PGE propõe acordo judicial para a advocacia dativa com créditos anteriores ao Ato Normativo vigente
Com o intuito de possibilitar a celebração de acordo judicial, a Procuradoria-Geral do Estado do Ceará (PGE/CE) publicou, no Diário Oficial do dia 20/5, o Chamamento Público para a advocacia dativa que possui créditos de honorários advocatícios, fixados judicialmente antes da vigência do Ato Normativo Conjunto nº 001/2026 e que ainda não foram pagos.
Para tanto, a advocacia dativa deve manifestar interesse até 15 de julho de 2026 e protocolar requerimento inpidualizado por processo judicial junto à PGE, por meio de envio de documentação para o e-mail [email protected] .
Documentos exigidos:
– cópia da decisão judicial que nomeou o(a) advogado(a) como dativo(a);
– cópia da decisão judicial que arbitrou os honorários;
– cópia da decisão judicial dos atos processuais que comprovem o arbitramento;
– declaração assinada informando que os valores não foram recebidos em outro processo ou transação.
Nos casos com mais de um processo, o requerimento deve incluir todos os documentos relacionados. Se o valor já estiver sendo cobrado judicialmente, também deve ser indicado o número do processo respectivo onde corra a cobrança e/ou a execução.

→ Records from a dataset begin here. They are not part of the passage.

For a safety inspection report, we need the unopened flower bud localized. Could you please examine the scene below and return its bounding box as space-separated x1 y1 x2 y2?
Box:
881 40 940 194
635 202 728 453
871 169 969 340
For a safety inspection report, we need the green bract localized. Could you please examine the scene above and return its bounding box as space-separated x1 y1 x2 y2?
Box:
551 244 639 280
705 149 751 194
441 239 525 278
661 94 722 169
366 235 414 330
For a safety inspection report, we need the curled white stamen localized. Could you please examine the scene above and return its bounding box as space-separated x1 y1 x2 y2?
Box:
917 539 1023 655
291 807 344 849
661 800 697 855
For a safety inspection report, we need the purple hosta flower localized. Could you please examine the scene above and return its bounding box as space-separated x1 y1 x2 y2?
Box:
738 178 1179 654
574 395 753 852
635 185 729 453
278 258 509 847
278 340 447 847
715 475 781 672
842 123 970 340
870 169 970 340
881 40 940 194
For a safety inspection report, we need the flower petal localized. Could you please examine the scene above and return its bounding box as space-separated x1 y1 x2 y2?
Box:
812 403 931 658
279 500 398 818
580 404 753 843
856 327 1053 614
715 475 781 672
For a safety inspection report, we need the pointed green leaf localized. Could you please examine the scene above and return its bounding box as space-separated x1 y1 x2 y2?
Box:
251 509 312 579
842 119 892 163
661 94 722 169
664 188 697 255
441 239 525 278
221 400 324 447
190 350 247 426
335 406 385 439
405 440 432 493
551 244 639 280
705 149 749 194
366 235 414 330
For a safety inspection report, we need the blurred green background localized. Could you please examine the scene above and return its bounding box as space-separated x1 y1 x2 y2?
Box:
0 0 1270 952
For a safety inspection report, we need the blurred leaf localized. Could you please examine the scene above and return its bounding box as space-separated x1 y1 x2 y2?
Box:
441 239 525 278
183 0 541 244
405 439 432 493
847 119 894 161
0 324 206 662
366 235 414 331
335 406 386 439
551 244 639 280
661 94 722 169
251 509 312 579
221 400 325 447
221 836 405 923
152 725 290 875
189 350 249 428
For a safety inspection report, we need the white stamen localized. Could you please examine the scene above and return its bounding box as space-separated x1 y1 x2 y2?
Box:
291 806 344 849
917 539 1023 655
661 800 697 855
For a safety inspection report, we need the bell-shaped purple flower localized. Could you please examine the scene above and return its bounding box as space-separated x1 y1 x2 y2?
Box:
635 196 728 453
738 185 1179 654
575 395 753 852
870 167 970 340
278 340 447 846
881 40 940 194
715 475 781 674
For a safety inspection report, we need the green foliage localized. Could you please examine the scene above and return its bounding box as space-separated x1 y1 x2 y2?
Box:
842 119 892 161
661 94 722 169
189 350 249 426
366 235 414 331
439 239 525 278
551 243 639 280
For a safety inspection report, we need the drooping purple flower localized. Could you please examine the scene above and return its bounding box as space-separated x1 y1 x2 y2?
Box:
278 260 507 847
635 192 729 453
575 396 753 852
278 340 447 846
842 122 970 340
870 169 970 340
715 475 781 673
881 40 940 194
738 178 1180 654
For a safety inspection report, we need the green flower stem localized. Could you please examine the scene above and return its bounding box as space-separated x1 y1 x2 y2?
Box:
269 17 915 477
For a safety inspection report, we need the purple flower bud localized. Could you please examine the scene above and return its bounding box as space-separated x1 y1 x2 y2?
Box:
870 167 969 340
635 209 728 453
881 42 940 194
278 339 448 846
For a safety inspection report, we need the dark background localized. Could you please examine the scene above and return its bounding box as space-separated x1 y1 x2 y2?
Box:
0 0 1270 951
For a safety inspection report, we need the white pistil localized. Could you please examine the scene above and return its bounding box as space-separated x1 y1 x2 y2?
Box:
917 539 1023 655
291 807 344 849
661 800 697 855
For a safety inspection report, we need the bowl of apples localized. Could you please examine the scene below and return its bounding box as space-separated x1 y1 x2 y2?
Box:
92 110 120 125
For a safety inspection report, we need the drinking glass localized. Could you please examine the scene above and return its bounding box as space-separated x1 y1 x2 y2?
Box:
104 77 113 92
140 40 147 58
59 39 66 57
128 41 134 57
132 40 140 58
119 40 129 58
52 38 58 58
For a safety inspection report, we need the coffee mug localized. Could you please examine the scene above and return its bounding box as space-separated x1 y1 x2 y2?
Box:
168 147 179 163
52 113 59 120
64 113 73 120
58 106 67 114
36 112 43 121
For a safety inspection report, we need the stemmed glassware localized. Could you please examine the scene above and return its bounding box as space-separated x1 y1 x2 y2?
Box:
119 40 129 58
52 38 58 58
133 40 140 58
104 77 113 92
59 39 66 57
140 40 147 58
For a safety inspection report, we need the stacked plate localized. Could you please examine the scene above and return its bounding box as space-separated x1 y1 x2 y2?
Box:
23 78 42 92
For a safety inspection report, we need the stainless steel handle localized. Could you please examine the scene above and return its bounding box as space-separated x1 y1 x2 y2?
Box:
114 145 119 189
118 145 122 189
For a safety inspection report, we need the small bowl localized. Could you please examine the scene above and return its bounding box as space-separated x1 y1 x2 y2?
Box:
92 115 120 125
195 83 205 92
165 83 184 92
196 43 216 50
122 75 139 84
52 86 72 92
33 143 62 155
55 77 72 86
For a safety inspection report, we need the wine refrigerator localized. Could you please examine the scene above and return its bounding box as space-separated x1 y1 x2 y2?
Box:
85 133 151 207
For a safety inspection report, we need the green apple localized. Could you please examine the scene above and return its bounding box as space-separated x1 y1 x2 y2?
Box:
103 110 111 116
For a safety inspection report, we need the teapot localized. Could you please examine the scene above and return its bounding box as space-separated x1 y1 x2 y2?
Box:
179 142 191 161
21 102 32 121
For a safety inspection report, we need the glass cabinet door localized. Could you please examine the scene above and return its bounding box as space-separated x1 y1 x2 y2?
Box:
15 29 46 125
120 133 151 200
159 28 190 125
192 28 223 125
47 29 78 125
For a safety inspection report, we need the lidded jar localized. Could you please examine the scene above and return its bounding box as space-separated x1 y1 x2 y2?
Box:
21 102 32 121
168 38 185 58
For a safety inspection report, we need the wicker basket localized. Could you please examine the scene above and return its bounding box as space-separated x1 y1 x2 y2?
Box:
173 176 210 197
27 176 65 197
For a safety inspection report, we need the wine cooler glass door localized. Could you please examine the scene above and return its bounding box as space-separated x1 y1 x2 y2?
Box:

De acordo com a publicação, ao fim do prazo final de manifestação dos interessados, em até 60 dias, a Procuradoria providenciará a análise dos pedidos; a definição dos parâmetros de negociação, com a comunicação aos requerentes, exclusivamente, por e-mail.
O edital, assinado pelo procurador-geral do Estado, Rafael Machado Moraes, esclarece que o Chamamento não garante direito automático à celebração da transação.
Ato Normativo Conjunto nº 001/2026
Fruto da articulação da OAB Ceará, em fevereiro de 2026, o governo do Estado publicou o Ato Normativo Conjunto nº 001/2026 que regulamenta a advocacia dativa cearense. Por meio do documento firmado pelo Governo, Tribunal de Justiça, Defensoria Pública e a Ordem, foi instituído um credenciamento aberto a todos os advogados regularmente inscritos, com distribuição equânime por meio de rodízio, possibilidade de escolha das comarcas de atuação e pagamento administrativo, sem necessidade de judicialização.